Death toll mounts in Portugal as forest fires spread

PORTUGAL: Three more people have died in a wave of forest fires in central Portugal, bringing to six the number killed in the…

PORTUGAL: Three more people have died in a wave of forest fires in central Portugal, bringing to six the number killed in the past week in the country's worst blazes for two decades, officials said yesterday.

Cmdr Antonio Roaldinho, duty officer at the National Rescue Operations Centre, said the bodies of two women were found in Chamusca, which is about 100 km northeast of Lisbon.

A man of 50 was overcome by flames as he tried to escape by tractor from a fire near Ponte de Sor, 100 km east of Lisbon.

Three people died last week in blazes that have spread in unusually hot, dry weather with strong winds fanning the flames.

READ MORE

A fireman also died when a water-carrying truck in which he was travelling crashed near Figueira de Castelo Rodrigo, 300 km northeast of the capital.

More than 2,800 firefighters and 400 soldiers are fighting dozens of blazes.

They are equipped with 500 vehicles and water-bombing planes sent by Italy and Morocco in response to an international appeal for help by the Portuguese government.

Just over the border in southwestern Spain, helicopters and fire-fighting planes battled forest fires in a record-breaking heatwave that has killed seven in the country.
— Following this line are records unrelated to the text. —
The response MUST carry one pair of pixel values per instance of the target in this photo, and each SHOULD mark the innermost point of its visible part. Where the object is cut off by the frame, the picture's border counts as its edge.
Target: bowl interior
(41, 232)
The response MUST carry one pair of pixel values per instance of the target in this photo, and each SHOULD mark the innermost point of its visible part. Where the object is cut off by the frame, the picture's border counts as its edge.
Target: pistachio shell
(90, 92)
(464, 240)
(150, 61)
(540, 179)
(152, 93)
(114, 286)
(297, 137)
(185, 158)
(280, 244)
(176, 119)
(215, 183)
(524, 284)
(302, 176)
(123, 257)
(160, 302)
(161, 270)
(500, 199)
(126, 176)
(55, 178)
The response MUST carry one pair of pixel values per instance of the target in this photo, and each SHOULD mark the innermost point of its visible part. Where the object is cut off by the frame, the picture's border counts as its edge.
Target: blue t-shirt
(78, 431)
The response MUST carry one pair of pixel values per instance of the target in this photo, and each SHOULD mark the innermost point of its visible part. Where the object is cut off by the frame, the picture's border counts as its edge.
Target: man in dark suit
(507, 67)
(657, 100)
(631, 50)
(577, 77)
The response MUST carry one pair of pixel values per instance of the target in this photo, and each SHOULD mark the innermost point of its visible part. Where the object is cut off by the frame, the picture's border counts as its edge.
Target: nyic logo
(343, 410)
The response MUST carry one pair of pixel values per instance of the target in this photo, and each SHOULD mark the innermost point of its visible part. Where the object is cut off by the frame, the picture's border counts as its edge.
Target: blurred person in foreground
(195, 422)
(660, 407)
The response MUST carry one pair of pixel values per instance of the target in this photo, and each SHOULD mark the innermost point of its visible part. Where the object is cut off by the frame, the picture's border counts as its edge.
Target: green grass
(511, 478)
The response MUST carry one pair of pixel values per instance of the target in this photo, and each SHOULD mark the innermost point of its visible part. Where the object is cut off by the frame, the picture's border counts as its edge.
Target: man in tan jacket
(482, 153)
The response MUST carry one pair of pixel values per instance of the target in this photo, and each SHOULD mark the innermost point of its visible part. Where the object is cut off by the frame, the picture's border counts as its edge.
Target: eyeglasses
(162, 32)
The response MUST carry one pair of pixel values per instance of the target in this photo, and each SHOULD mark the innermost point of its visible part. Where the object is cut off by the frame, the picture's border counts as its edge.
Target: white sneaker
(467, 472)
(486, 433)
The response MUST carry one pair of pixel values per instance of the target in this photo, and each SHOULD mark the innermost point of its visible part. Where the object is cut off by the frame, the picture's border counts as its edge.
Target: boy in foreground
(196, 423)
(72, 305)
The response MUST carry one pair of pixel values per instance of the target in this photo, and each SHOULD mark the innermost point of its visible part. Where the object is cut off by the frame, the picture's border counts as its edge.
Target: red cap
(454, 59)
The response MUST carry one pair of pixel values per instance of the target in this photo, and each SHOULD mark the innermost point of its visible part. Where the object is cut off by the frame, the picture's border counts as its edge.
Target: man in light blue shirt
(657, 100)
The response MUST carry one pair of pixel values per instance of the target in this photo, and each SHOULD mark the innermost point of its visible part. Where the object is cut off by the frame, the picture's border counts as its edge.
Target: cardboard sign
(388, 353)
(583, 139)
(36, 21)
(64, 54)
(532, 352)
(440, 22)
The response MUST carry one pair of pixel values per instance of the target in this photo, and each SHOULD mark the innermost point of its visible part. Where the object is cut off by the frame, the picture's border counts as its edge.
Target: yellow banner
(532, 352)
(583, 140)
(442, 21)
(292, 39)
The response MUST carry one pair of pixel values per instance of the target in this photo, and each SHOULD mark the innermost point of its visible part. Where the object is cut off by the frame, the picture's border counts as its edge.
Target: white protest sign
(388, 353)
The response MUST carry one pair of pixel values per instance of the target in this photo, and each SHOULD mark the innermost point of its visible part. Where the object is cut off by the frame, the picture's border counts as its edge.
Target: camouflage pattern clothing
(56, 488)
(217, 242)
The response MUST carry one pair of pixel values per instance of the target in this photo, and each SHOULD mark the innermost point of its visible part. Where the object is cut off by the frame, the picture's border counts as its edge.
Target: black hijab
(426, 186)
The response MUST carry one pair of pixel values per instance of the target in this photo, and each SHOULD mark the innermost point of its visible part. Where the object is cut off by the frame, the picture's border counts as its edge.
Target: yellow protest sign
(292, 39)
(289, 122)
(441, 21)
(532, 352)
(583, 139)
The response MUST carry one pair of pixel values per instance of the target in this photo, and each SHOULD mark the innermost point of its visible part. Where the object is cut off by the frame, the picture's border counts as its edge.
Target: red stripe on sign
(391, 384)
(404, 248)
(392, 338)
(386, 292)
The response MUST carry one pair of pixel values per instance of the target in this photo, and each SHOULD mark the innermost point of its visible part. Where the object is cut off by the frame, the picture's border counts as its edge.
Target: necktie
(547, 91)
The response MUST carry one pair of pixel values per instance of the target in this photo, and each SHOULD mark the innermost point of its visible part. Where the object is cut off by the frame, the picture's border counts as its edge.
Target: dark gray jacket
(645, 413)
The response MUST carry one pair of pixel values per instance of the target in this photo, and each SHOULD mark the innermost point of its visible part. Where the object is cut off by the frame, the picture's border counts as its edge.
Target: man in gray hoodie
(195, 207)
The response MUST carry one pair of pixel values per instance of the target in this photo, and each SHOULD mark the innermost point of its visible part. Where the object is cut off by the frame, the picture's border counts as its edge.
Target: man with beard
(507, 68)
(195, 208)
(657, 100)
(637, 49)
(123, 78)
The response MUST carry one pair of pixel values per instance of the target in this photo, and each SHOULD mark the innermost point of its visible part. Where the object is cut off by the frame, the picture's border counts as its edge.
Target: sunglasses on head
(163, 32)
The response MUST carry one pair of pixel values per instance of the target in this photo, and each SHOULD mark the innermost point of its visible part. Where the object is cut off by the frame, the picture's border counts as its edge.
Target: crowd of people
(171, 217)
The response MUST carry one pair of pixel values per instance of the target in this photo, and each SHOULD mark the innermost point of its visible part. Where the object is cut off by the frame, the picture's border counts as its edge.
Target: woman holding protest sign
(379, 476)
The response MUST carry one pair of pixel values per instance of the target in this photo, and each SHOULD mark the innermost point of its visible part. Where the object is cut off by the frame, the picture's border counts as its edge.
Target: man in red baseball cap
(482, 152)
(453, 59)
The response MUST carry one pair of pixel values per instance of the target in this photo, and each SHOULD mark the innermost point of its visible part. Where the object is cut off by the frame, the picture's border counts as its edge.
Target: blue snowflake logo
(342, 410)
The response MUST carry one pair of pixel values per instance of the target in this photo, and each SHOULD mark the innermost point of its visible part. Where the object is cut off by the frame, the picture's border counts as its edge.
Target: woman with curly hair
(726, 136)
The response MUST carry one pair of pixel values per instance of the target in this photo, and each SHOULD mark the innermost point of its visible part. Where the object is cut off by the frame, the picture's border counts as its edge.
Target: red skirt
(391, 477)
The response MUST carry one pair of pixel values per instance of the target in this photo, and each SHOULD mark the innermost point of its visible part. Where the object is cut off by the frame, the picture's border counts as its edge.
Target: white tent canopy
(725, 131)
Cmdr Roaldinho said emergency workers were desperate to prevent fires sweeping through several Portuguese towns, including Macao, about 120 km northeast of Lisbon.

Eyewitnesses reported that several houses had burned down in Macao and residents were carrying buckets of water to help firefighters battle the blaze street by street.

One blaze, extinguished on Friday after three days, burned down more than 11,000 hectares of mostly pinewood forest in the biggest fire tallied by the government in 15 years.

In Canada, emergency crews battling the worst fire season in British Columbia for half a century were hoping yesterday for a break in the wind to help them control three mountain fires that have forced the evacuation of an estimated 8,500 people.

Hundreds of residents have been warned to be ready to leave at short notice, because of the three large fires near Kamloops that continue to burn out of control despite the work of water bombers and ground crews.